第957章 ,他還沒有意識到他可以干什


  夜雨還在下,雨水順著屋簷的溝槽匯成細流,在庭院的地面上砸出持續不斷的、細密的聲響。世田谷區這棟一戶建客廳的燈已經被打開了,暖黃色的光填滿了原本只靠電視屏幕照明的空間。那些被撞翻的柜子和散落在地板上的物品已經被大致歸攏到了一旁,電視的新聞畫面還在無聲地播放著,堤禮實正對著鏡頭講關於黑暗騎士案件的一些細節,但沒有人看。

  這次她講得是真的了,不是甲斐享版特供錄像了。

  池田繪玲奈站在客廳靠近門口的位置,雙手插在女式小西裝外套的口袋裡,她沒有系扣子,露出裡面黑色的高領毛衣,還有被她深深撐起,略微有些緊繃的領口。

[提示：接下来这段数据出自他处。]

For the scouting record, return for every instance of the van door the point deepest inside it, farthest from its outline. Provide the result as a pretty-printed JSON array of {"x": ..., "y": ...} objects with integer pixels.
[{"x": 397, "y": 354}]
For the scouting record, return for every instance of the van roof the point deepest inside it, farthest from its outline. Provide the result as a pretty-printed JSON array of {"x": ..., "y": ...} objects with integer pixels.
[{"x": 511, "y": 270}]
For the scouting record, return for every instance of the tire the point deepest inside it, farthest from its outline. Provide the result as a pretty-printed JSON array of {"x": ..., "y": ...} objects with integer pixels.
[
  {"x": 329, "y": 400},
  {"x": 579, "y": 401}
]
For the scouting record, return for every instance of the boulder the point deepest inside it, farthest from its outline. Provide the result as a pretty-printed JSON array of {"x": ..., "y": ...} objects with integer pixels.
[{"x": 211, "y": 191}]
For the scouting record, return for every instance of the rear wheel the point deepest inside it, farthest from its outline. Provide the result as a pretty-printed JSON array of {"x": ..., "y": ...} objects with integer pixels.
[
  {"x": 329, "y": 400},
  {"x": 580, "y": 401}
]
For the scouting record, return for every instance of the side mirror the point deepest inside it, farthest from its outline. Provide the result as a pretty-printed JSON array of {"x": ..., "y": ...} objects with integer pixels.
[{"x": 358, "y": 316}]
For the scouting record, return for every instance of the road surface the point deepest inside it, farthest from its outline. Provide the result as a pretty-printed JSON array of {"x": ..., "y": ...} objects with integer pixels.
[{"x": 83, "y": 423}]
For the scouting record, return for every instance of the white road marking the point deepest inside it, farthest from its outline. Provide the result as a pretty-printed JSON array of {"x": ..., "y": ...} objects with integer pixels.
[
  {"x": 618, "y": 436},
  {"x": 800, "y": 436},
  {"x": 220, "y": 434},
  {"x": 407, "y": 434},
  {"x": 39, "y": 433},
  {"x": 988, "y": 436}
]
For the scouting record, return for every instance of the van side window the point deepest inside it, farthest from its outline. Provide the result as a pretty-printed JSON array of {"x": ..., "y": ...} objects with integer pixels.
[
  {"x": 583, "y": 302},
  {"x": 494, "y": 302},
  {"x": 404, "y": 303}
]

  她剛才打鬥時蹭亂的頭髮已經被她用手指攏了攏,攏到耳後去了,但她沒有把那個動作完全做完整,幾縷髮絲又從耳後滑落下來,垂在顴骨旁邊,姣好的臉蛋表情微繃,沒有說話,但她的眉頭在進門之後就一直是那個幅度,處於一種介於困惑和不贊同之間、還沒有決定要不要升級成更激烈的情緒。

  「你為什麼要放他走?」她終於開口了,聲音不算大,也沒有咄咄逼人的意思,但她的話語直白,不加修飾,帶著一種「我不明白,所以你要解釋清楚」的傾向。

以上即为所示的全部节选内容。